Premier à sortir du bois après la dénonciation de l’Inspection générale des Finances (IGF) sur l’utilisation abusive des cartes Visa prépayées par le Trésor public, Sele Yalaghuli profère des mensonges en lieu et place d’expliquer aux Congolais comment certains dignitaires du régime Kabila ont pu bénéficier de tels avantages. L’ancien ministre des Finances a tenté en vain, à travers son service de communication, de contredire les enquêteurs et rate donc une occasion de se taire.

Cité parmi les huit personnalités bénéficiaires des cartes Visa prépayées par l’argent du contribuable congoais, Sele Yalaghuli soutient qu’il s’agit d’une pratique qui date de l’époque coloniale. Or, les enquêteurs de l’IGF certifient bien que ce système n’a été introduit qu’il y a quelques années. Le cabinet Alingete évoque l’année 2013 alors que Matata Ponyo était encore Premier ministre.
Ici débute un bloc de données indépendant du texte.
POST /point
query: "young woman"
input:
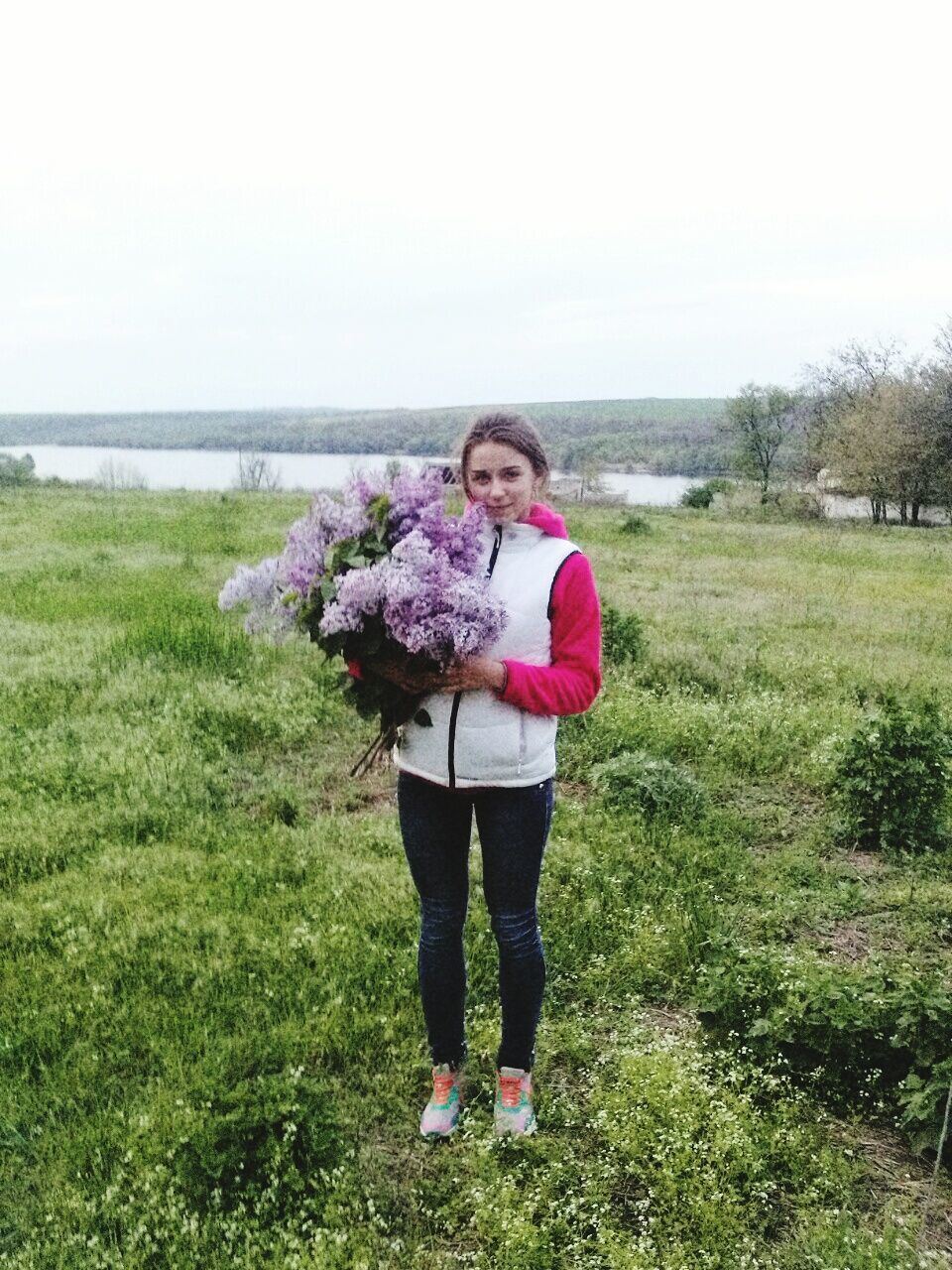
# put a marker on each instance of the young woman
(490, 751)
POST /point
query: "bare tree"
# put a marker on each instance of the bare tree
(257, 471)
(118, 475)
(761, 418)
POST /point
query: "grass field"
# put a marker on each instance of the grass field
(211, 1043)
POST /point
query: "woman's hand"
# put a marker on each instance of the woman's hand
(479, 672)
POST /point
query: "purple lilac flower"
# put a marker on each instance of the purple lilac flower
(428, 604)
(428, 589)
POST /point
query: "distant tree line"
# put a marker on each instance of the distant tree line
(878, 423)
(17, 471)
(655, 435)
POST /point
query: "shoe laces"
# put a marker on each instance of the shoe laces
(509, 1088)
(443, 1083)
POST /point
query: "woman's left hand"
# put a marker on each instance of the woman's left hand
(479, 672)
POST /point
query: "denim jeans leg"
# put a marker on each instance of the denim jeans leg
(513, 826)
(435, 825)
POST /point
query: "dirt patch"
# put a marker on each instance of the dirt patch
(865, 862)
(669, 1019)
(856, 939)
(892, 1170)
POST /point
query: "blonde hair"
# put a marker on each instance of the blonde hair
(506, 429)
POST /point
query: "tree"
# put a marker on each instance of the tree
(117, 475)
(17, 471)
(257, 471)
(885, 426)
(761, 418)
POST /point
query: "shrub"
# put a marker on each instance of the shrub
(17, 471)
(622, 636)
(702, 495)
(655, 788)
(892, 780)
(635, 524)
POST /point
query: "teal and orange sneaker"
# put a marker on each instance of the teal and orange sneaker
(513, 1109)
(442, 1112)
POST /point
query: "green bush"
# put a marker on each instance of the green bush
(17, 471)
(702, 495)
(657, 789)
(876, 1037)
(892, 779)
(622, 636)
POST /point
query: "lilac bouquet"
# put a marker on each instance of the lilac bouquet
(384, 576)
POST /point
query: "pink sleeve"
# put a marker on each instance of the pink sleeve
(571, 683)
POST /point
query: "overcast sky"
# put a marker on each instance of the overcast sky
(214, 206)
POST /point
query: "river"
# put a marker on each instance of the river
(217, 468)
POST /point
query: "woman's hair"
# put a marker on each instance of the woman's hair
(506, 429)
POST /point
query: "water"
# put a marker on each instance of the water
(217, 468)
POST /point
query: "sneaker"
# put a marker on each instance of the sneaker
(442, 1112)
(513, 1110)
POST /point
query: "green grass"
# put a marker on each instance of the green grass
(209, 1034)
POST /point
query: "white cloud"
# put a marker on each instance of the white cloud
(434, 203)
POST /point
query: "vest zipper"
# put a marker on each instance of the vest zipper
(457, 697)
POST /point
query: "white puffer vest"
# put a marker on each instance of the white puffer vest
(477, 739)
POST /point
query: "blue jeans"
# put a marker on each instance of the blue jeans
(513, 825)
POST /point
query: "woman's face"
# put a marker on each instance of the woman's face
(503, 479)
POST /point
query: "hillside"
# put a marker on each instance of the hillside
(658, 435)
(212, 1047)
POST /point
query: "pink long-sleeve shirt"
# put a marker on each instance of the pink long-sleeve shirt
(571, 683)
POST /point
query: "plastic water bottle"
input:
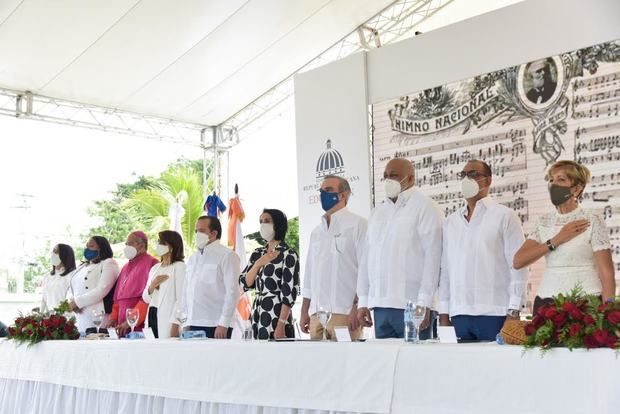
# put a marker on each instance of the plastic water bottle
(410, 334)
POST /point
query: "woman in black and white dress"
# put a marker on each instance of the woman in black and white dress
(273, 271)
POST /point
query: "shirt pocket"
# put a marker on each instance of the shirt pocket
(208, 276)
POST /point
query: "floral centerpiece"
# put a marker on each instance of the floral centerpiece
(575, 320)
(44, 326)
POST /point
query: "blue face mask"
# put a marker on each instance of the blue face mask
(90, 254)
(328, 200)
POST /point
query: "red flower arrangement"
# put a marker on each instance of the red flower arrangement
(43, 326)
(574, 321)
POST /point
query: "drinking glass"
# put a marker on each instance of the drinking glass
(324, 314)
(132, 315)
(418, 317)
(97, 318)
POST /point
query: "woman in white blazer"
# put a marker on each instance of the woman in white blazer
(56, 283)
(92, 281)
(164, 288)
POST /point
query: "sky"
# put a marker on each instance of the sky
(62, 170)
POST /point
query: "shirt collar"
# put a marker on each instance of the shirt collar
(404, 196)
(210, 246)
(487, 202)
(335, 217)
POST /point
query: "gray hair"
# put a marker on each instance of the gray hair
(343, 184)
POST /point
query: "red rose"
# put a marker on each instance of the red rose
(538, 321)
(589, 320)
(550, 313)
(559, 320)
(614, 317)
(542, 310)
(590, 342)
(530, 329)
(576, 314)
(569, 306)
(574, 330)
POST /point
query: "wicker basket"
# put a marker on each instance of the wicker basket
(513, 332)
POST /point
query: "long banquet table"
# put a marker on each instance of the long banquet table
(381, 376)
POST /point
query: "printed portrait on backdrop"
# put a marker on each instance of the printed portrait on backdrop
(519, 120)
(540, 80)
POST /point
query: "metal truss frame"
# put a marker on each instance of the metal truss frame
(394, 23)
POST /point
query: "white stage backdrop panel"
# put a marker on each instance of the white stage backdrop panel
(331, 116)
(519, 120)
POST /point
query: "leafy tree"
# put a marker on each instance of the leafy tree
(144, 204)
(151, 205)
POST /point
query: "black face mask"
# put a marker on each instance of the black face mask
(559, 195)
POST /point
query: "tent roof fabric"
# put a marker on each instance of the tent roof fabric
(198, 61)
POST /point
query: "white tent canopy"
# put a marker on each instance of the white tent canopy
(197, 61)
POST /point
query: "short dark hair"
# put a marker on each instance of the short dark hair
(105, 250)
(67, 258)
(280, 223)
(175, 241)
(214, 224)
(485, 167)
(145, 241)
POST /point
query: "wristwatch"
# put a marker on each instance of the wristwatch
(513, 313)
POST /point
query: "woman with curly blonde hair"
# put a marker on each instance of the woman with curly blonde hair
(574, 241)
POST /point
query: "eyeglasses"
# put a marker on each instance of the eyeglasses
(470, 174)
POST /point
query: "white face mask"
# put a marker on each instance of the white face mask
(392, 187)
(55, 259)
(201, 240)
(469, 187)
(266, 231)
(161, 249)
(130, 252)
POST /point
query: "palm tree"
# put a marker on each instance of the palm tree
(151, 205)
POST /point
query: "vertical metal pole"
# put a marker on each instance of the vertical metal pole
(216, 162)
(203, 145)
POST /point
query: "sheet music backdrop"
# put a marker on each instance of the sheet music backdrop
(519, 120)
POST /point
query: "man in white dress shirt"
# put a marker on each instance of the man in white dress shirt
(402, 255)
(330, 279)
(211, 288)
(479, 287)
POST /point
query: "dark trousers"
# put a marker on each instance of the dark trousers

Les ministres bénéficiaires de ces cartes sont, selon Sele Yalaghuli, en ordre d’importance, le ministre des Affaires étrangères, le ministre de la Coopération, le ministre des Finances mais aussi le Gouverneur de la BCC. Les deux premiers sur le plan politique et diplomatique, les deux seconds du point de vue des finances et économique. Ainsi, les personnalités qui occupent ces fonctions sont appelées à effectuer des réguliers et fréquents déplacements à l’étranger pour des missions officielles. À cet effet et pour parer au plus pressé, des cartes prépayées avec des montants précis oscillant entre 20 et 40.000 USD mensuels leurs sont données.

Et pourtant, ce qui n’a pas été le cas. Plusieurs personnalités du régime Kabila se sont octroyées ces cartes Visa prépayées par le Trésor public alors qu’elles n’avaient pas les fonctions énumérées par l’ancien argentier national. Le cas de Kikaya Bin Karubi, proche collaborateur de l’ancien Président de la République. Ce que Sele Yalaghuli refuse d’admettre est qu’il profitait de ces us et coutumes appliqués de par le monde pour faire faveur à ses amis du pouvoir. Peut-être avec une injonction venue d’en haut.
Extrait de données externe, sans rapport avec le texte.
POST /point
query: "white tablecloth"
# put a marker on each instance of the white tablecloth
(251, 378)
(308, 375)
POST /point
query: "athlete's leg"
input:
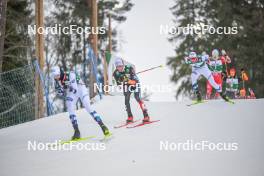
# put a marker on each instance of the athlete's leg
(85, 98)
(137, 94)
(127, 95)
(71, 100)
(208, 75)
(209, 89)
(218, 80)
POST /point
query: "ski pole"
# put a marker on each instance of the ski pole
(160, 66)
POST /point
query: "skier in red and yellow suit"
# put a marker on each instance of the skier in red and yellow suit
(217, 64)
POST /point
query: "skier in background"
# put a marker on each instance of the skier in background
(232, 84)
(125, 75)
(217, 65)
(199, 67)
(70, 86)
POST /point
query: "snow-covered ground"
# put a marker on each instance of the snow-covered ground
(137, 151)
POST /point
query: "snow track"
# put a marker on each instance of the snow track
(137, 151)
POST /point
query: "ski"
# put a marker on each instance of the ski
(143, 123)
(125, 124)
(107, 138)
(196, 102)
(230, 101)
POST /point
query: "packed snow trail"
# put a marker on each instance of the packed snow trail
(136, 152)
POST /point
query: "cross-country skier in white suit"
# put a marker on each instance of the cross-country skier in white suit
(70, 86)
(199, 67)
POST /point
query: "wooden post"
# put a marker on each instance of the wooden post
(40, 57)
(3, 6)
(109, 50)
(109, 33)
(94, 42)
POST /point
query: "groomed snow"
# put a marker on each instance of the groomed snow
(137, 151)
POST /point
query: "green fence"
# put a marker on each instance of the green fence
(17, 96)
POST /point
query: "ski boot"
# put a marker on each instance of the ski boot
(130, 119)
(77, 133)
(198, 95)
(105, 130)
(223, 95)
(146, 119)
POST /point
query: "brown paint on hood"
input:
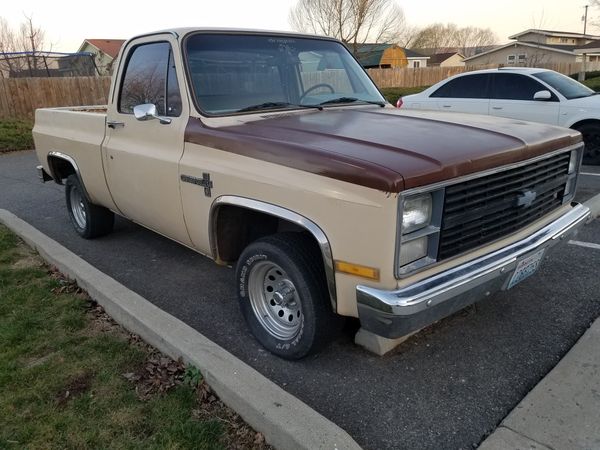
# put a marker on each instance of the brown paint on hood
(384, 148)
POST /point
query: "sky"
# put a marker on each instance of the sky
(67, 23)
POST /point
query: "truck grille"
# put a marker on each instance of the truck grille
(485, 209)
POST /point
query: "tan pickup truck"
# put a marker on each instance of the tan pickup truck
(277, 154)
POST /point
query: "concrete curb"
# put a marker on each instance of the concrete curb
(286, 422)
(594, 205)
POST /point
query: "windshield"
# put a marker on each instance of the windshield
(242, 73)
(568, 87)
Dans sa réplique, la cellule de communication de Sele Yalaghuli soutient que « ces cartes sont prépayées par la BCC et ne sont pas liées au compte général du trésor, comme certains arguent. Elles sont acquises par la BCC en laissant des provisions auprès de Rawbank ». Encore une contradiction notoire de la part d’un ancien ministre des Finances. Pourquoi condamne-t-il l’IGF qui parle des cartes prépayées par le Trésor public ? Les fonds logés à la BCC appartiennent-ils à un individu ou au peuple congolais ? Sele Yalaghuli entretient un flou pour une affaire teintée des magouilles.
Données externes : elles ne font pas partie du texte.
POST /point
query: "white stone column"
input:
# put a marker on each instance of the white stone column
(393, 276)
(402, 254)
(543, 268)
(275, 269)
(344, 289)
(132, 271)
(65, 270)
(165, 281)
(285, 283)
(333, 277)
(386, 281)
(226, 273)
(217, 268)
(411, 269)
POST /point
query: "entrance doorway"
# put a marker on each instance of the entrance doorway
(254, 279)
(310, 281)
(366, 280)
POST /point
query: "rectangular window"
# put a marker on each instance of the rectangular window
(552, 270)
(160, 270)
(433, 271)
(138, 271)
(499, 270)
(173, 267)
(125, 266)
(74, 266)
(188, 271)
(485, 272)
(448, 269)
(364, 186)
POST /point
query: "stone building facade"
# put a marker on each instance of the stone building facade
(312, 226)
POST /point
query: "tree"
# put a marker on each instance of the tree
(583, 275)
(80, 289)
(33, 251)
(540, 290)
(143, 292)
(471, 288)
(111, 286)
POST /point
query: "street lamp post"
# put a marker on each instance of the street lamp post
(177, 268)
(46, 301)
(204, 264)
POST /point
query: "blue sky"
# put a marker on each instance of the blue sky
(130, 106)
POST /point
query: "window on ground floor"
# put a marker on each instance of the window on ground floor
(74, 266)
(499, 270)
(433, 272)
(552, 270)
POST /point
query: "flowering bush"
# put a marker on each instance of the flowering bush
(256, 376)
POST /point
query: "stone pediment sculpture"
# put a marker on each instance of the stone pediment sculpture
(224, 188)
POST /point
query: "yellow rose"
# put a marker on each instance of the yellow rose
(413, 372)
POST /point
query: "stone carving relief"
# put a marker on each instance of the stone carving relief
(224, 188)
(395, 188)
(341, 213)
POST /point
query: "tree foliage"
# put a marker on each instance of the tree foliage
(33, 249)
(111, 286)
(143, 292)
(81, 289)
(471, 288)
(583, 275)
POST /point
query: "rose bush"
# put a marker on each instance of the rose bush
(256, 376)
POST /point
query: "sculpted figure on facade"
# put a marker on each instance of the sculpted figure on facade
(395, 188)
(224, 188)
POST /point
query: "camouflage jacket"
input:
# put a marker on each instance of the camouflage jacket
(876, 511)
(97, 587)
Les attaques de l’ancien ministre contre l’IGF s’avèrent donc inefficaces au vu de l’argumentaire de défense offert par sa cellule de communication. L’État de droit, c’est aussi la transparence dans la gestion des deniers publics. C’est le principe sacro saint de l’équipe Alingete. Un leitmotiv de l’IGF qui accorde, au moins, de permettre aux Congolais à qui l’argent du pays appartient, de comprendre comment le Trésor public a été saigné par le régime du pouvoir sortant.